Libyan embassy 1984, Ecuadorian embassy 2012

Thursday, 16 August, 2012

The standoff between the governments of Great Britain and Ecuador because the latter has allowed its embassy to be used as a hideout for the alleged sex offender Julian Assange brings back memories of another London embassy drama, one which resulted in the murder of PC Yvonne Fletcher. And the murderer got away with it, as well, thanks to diplomatic subterfuge.

Background: On 17 April 1984, Yvonne Fletcher was part of a Metropolitan Police detachment sent to St. James’s Square to monitor a demonstration at the Libyan embassy by dissidents opposed to the rule of Colonel Muammar Gaddafi. The demonstration had been organized by the Libyan National Salvation Front following the execution of two students who had criticized the tyrant. Loud music was being played from the embassy in an apparent attempt to drown out the noise of the protesters when, without warning, automatic gunfire was discharged into the anti-Gaddafi protesters from the embassy and the unarmed Yvonne Fletcher was fatally wounded.

In July, the Sunday Telegraph named Salah Eddin Khalifa, a high-level member of the former Gaddafi regime, as the person who shot Yvonne Fletcher. Within minutes of the shooting, he had left the embassy via a back door before it was surrounded by police. Khalifa was said to have moved to another North African country following the fall of the Gaddafi regime.

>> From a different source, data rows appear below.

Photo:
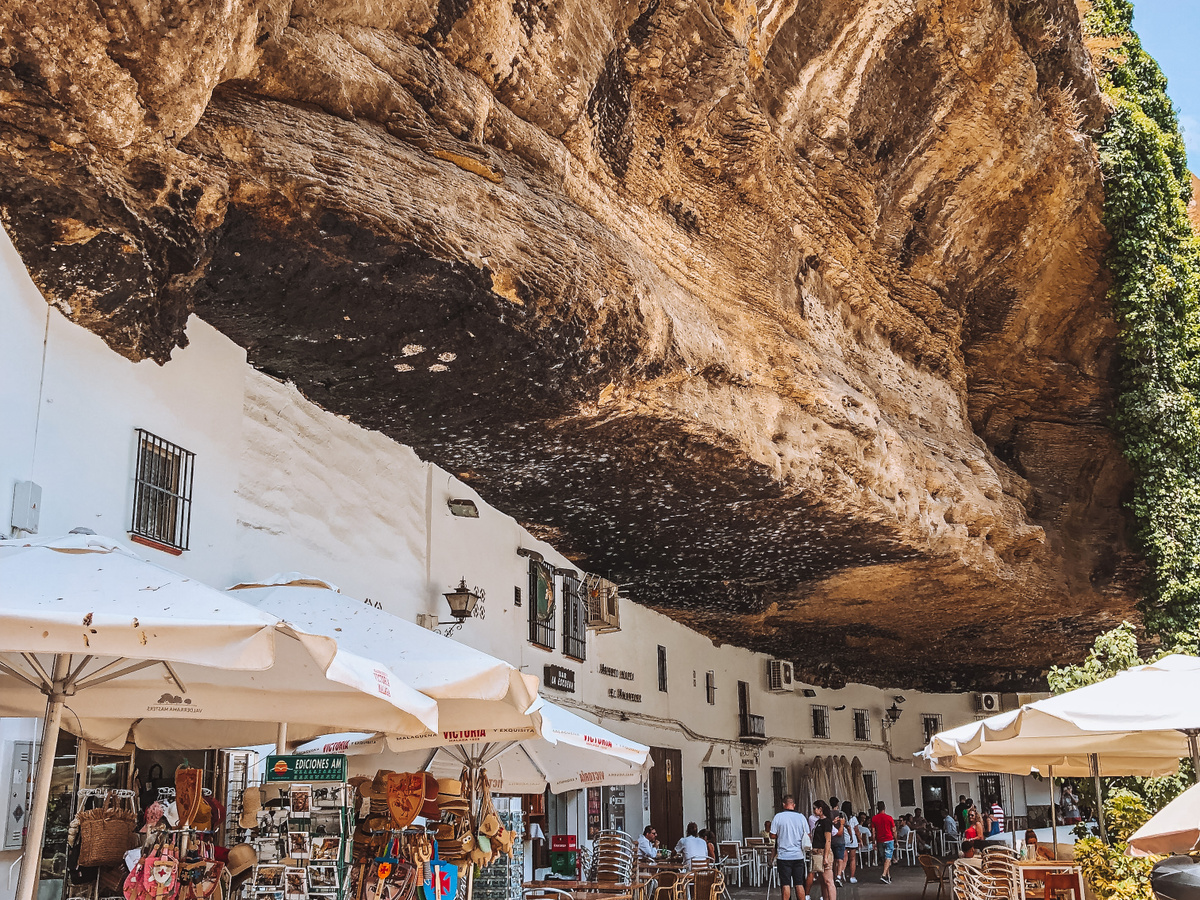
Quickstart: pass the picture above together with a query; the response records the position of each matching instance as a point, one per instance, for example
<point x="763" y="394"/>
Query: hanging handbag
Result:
<point x="406" y="797"/>
<point x="442" y="882"/>
<point x="106" y="833"/>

Ecuador is a very unpleasant country, rife with corruption and crime and very adept at bullying the press. In many ways, it is an ideal location for Assange but he deserves to be arrested before he ever sets foot there. One hopes that president Rafael Correa understands what’s at stake here because one assumes that the British have no intention of allowing a repeat of the the Libyan abuse of diplomatic premises or privileges.